7. Relationship to other materials on failure modes

Document What is in it When to read
reference/03-ai-risk-register The full register of 14 AIR risks with mitigations When planning an AI use case; when reviewing the eval strategy
standard/04-terms §4.11 The closed list of drift classes with normative definitions When disputing the terminology of failure modes
05-safe-comparison §9 The RACI matrix — who is accountable for each activity When investigating an organizational failure
reference/04-ai-style-guide The style of AI provenance; the minimal contract for AI-generated artifacts When diagnosing AIR-01 (hallucination), AIR-07 (citations)

8. Resolved decisions for v1.0

  • A set of recovery steps with no platform binding. The sequence in §2 is universal in nature. The details of "how exactly to freeze changes" for git and a document store are in 03-tool-guide-git §3 and 04-document-store-substrate. The scope of the normative minimum is set right here, in chapter 7.
  • Tuning the critic event-driven. Re-tuning the critic's prompt is performed when the drift / hallucination metrics breach their threshold (§12.3.3); the RENAR-5 level requires continuous evaluation (§11.8.1), so a regular "general review for no reason" is redundant. On a metric trigger — it is permitted.

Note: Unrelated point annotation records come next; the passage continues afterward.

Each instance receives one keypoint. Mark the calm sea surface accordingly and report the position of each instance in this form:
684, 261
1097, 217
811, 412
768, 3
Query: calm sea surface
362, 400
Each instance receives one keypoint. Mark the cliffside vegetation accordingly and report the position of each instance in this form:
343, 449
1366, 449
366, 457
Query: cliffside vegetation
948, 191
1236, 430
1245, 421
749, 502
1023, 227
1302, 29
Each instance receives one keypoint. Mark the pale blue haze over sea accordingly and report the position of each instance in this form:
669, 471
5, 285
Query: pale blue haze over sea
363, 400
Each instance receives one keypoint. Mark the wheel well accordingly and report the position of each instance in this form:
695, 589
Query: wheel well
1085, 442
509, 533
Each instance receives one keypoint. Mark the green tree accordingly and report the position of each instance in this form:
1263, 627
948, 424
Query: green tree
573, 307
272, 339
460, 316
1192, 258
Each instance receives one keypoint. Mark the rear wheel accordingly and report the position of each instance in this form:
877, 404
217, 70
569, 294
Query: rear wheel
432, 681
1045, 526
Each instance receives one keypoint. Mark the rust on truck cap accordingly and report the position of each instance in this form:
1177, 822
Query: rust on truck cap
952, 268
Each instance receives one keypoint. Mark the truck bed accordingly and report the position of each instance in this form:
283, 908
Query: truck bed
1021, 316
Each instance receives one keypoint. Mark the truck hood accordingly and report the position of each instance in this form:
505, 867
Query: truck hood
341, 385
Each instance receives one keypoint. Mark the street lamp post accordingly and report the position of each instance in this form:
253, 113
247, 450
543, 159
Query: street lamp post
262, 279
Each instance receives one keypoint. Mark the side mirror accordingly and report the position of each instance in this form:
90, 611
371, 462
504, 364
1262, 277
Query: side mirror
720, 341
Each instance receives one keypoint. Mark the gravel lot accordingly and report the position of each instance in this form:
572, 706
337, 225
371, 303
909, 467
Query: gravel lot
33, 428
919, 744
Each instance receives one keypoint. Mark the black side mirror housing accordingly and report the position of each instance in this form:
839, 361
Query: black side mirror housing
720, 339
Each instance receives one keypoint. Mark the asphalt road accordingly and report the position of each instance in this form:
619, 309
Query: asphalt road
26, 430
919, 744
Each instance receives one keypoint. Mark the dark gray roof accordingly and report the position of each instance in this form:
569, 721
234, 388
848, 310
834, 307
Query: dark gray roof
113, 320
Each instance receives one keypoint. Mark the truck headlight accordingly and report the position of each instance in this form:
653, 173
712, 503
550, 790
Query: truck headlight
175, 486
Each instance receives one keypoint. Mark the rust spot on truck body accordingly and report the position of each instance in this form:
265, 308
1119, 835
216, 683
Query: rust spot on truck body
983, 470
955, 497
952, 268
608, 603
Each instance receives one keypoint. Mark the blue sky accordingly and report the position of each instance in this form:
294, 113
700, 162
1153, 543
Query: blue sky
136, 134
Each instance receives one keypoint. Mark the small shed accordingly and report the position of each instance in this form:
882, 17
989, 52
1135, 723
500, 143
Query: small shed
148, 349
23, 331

8.1 Deferred to v1.1 (phase-8 backlog)

  • Numeric thresholds for the organizational patterns (§5). Today only qualitative "signs" are given. A set of acceptable values will be needed once field data has accumulated. Owners: the RENAR standard team and the adopting organizations.
  • A formal measurement of the "bus factor" for §5.7. The supporting tooling is not fixed; a possible approach is a graph query over commit authors across the revision chain (a built-in V6 combination at the substrate). Owners: the authors of tooling for specific storage environments.